To start this job, select the questions: “What pairs of words often appear directly together? What technical terms or phrases appear in the literature?”

In natural language processing, a collocation is a statistically significant association between a pair of words that appear directly next to one another. For example, while English speakers use the phrases “strong tea” and “powerful computers,” it would not be idiomatic English to use “powerful tea” or “strong computers.”

(If you would like to determine statistically significant associations between words that are farther apart than immediate neighbors, check out the cooccurrence analysis.)

The user can specify how many of the most significant collocations to preserve, and these are offered to the user for download.
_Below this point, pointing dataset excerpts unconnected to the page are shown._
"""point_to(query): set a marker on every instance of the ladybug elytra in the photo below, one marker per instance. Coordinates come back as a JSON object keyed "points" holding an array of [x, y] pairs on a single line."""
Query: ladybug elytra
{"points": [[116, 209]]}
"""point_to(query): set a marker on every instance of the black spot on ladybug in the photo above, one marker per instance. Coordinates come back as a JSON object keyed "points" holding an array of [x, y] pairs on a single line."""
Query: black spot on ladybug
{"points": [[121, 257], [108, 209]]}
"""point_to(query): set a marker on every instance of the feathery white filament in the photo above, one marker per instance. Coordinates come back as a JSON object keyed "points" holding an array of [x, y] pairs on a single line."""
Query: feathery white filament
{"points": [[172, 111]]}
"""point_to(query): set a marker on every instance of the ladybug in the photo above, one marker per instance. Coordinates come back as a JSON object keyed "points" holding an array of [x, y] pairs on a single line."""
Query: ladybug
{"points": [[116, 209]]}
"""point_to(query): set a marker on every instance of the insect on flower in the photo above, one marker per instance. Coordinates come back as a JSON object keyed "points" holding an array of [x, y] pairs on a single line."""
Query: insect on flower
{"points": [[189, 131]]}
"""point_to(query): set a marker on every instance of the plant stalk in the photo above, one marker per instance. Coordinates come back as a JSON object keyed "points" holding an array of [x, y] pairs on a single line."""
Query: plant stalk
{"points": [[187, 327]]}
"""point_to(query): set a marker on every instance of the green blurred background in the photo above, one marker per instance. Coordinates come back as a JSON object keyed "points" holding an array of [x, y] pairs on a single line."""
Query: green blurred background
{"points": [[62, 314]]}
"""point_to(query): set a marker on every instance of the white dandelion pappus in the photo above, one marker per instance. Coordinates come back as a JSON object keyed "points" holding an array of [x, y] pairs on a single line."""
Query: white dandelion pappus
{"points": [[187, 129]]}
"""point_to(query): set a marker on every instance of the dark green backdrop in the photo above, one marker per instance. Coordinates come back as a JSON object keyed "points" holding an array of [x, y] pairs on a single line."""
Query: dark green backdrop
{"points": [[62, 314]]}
This job can answer a variety of interesting questions:

What concepts are often invoked together in a body of literature? (Input: a domain of interest, selecting one of the first three analysis methods and then searching for concepts of interest)

What technical terms or phrases are often used in a discipline? (Input: a domain of interest, selecting the parts-of-speech analysis method)


You can choose several tests for determining significance values of collocation pairs.

You may either return a given number of the most significant collocations, or, without any increase in computation time, all collocations regardless of significance values. Lastly, you can choose to filter the list by a particular word, returning only pairs for which one of the two words is the word provided.